Projet de loi « pour la refondation de l’école de la République » – Décryptage

Posté par communistefeigniesunblogfr le 11 mars 2013

 

École : décryptage d’une refondation minimaliste

 

Projet de loi Laurent Mouloud

Le projet de loi «pour la refondation de l’école

de la République» sera débattu jusqu’au 19 mars.

Ce texte d’orientation et de programmation comporte


59 articles, modifiant le Code de l’éducation,

et un rapport annexé, qui 
détaille les moyens

budgétaires sur cinq ans et explique

les enjeux de cette 
«refondation».

Un texte qui remet sur pied une formation des enseignants mais ne rompt pas avec la logique

du socle commun.

  • Des moyens humains programmés

60 000 postes seront créés sur cinq ans, dont 54 000 dans l’éducation nationale, 5 000 dans l’enseignement

supérieur et 1 000 dans l’enseignement agricole. Parmi les 54 000, 27 000 iront au rétablissement d’une formation

des enseignants, 14 000 au primaire et 7 000 au secondaire. Une bouffée d’oxygène qui risque d’être insuffisante.

Notamment dans les collèges confrontés au boom démographique de l’an 2000. Rappelons que plus de 100 000

 postes ont été supprimés depuis 2002.

  • Priorité au primaire

Deux choix illustrent cette priorité : la relance de l’accueil des moins de trois ans et le « plus de maîtres que

de classes » afin de varier les pratiques pédagogiques. Des orientations saluées mais dont les moyens

risquent de limiter la portée. Seuls 3 000 postes sur 
cinq ans seront ainsi affectés à la pré-scolarisation

et 7 000 au « plus de maîtres ».

  • La logique de «socle» demeure

Le projet de loi multiplie les nouveaux enseignements : une langue vivante obligatoire dès le CP, une « éducation

artistique et culturelle » ou encore un « enseignement moral et civique ». La loi entérine aussi la création

d’un conseil supérieur pour élaborer les programmes.
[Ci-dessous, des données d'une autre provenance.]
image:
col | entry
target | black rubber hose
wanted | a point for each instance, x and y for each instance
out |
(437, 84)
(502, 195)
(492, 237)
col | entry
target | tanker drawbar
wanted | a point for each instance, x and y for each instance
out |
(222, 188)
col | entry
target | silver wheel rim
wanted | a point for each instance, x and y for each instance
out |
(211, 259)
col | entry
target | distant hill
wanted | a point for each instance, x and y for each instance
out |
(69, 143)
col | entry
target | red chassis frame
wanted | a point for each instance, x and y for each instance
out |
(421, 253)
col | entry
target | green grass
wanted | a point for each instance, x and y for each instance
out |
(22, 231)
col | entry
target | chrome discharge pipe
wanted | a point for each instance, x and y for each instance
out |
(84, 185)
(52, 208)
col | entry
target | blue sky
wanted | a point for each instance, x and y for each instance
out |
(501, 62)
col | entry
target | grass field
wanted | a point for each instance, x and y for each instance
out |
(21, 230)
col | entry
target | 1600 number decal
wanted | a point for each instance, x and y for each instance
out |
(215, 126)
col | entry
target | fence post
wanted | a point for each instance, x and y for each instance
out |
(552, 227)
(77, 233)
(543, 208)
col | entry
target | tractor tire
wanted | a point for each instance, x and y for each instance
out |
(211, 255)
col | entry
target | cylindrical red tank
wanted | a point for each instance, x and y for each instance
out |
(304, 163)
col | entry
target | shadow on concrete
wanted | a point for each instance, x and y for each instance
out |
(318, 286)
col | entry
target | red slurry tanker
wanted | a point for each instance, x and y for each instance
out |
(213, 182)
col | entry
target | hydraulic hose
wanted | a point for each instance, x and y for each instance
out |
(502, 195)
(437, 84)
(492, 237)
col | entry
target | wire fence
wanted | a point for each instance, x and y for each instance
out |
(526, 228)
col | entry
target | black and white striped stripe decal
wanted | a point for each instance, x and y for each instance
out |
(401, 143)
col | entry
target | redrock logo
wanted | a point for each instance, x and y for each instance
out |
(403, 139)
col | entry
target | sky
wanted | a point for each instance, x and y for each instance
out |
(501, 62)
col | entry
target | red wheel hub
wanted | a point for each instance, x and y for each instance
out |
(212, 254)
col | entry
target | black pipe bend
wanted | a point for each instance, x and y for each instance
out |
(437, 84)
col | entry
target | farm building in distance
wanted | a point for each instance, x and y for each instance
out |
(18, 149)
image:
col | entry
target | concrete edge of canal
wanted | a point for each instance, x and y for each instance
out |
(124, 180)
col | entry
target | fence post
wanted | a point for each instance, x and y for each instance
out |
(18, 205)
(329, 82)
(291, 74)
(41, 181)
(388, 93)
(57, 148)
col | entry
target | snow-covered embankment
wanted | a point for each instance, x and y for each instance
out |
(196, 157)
Mais voilà. Tous ces objectifs restent corsetés

dans la logique du « socle commun » que chaque élève est censé acquérir à la fin du collège.

Même augmenté d’une dimension « culturelle », ce Smic scolaire, dont certains élèves devront

se contenter, entrave toute réflexion sur une école ambitieuse pour l’ensemble des élèves.

  • Une éducation moins nationale

Le projet de loi renforce le rôle des collectivités territoriales. Ce seront désormais les régions, en concertation

avec les branches professionnelles, qui piloteront la carte des formations. Elles décideront des ouvertures

et fermetures de sections (CAP et bac pro) afin de « mieux adapter l’appareil de formation aux besoins

des territoires », accentuant ainsi les risques d’inégalités territoriales.